A new Internet scam, which arrived in the last two months, has proven to be especially nasty during the online holiday shopping peak. Called phishing, the tactic is utilized to get credit card and account information from consumers who believe they are visiting legitimate bank and credit card sites.
The newest attack occurred last week when users began receiving messages from “Visa International Service” that directed them to www.visa.com, the company’s official site. They were asked to visit the site to reactivate their account because Visa had implemented a new security system. However, when users clicked on the link, they were sent to a site that looked like Visa’s but did not belong to the company.
E-mail security company Tumbleweed Communications, which runs the Anti-Phishing Working Group, noted that the number of such attacks rose 400 percent this holiday season. In the past 60 days, more than 90 unique e-mail fraud and phishing attacks have been launched on Internet users.
Even worse, more and more phishing attacks are expected to take place, the company says.
To lure their prey, phishers send an e-mail that asks the recipient to reactivate an account or verify an account number. The messages look official and include what appears to be a dependable link.
When a user clicks that link, the legitimate site comes up in the browser, but a pop-up window that is unrelated to the bank or credit card company will ask for the verification information — and it is from there that the information is channeled back to the phisher. Other strategies are also used, such as hiding part of a URL so a user is directed away from the legitimate site without his or her knowledge.
Dave Jevans, chairman of the Anti-Phishing Working Group and senior vice president of marketing for Tumbleweed Communications, told the E-Commerce Times that the problem is definitely increasing in seriousness.
“There are at least five new attacks per day that haven’t been done before,” he said. “The problem is skyrocketing.”
Quantity Plus Quality
Jevans noted that the quantity of attacks is not the only reason to be alarmed. The sophistication with which the phishing is done is also surprising and should be cause for deep concern.
“It’s pretty clear that organized crime is behind a big portion of this,” hesaid. “We know that because of the increased level of sophistication, the way it can be traced to Eastern Russia and parts of Asia, and the fact that we’re seeing the involvement of the Secret Service in the investigation.”
Jevans believes government involvement is a positive step toward combating the problem, but lack of international cybercrime legislation may prove to be a hindrance in enforcement.
Without an international effort, strategies to quash the growing phishing threat may come down to standard tactics like putting up technical hurdles and educating users.
“At the end of the day, the only thing that works long-term is education,” said John Movina, spokesperson for the Coalition Against Unsolicited Commercial E-Mail (CAUCE). He told the E-Commerce Times that making sure people do not fall for phishing attacks is similar to preventative health care.

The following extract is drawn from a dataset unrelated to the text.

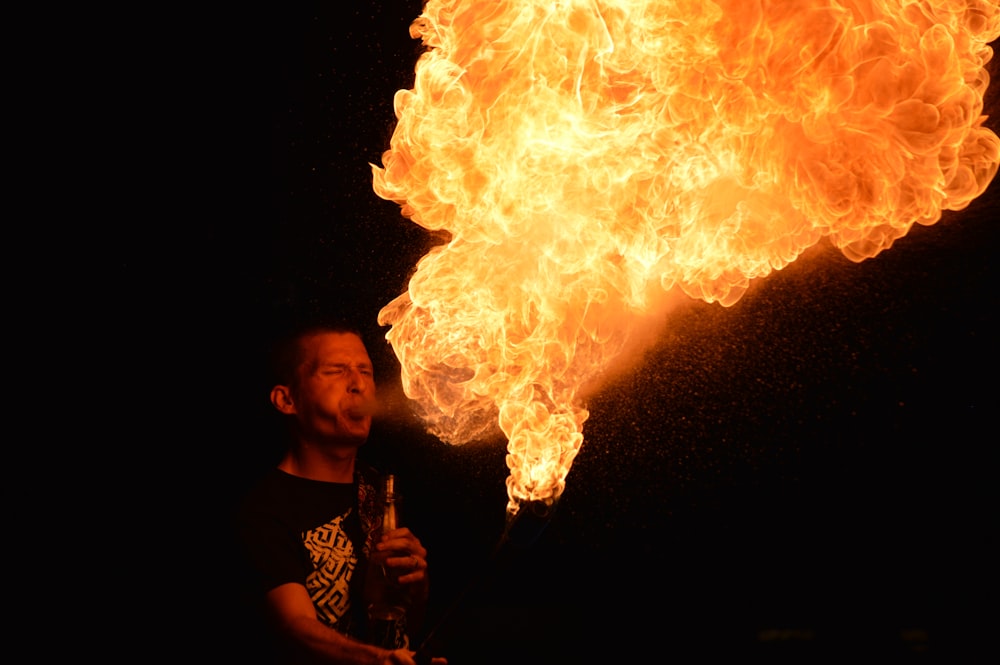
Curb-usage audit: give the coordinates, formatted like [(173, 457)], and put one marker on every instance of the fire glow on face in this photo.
[(591, 159)]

“You can have all the vaccines and antibiotics in the world, but the best prevention against getting sick is to teach people how to protect themselves from illness and keep themselves healthy,” he said. “It’s the same with Internet scams. Educated Internet users should know how to stay healthy online.”
However, Jevans is not as confident that education is a sure-fire tactic. For one thing, telling people not to click on URLs in e-mail seems a drastic step, he noted. Also, the sophistication of those who launch phishing attacks means users may not be able to spot scams as easily as they have in the past, and phishers feed on such confusion.
No matter how it is addressed in coming months, Jevans said Internet users will see phishing in some form in the new year. “It’s going to get worse,” he said, “much worse.”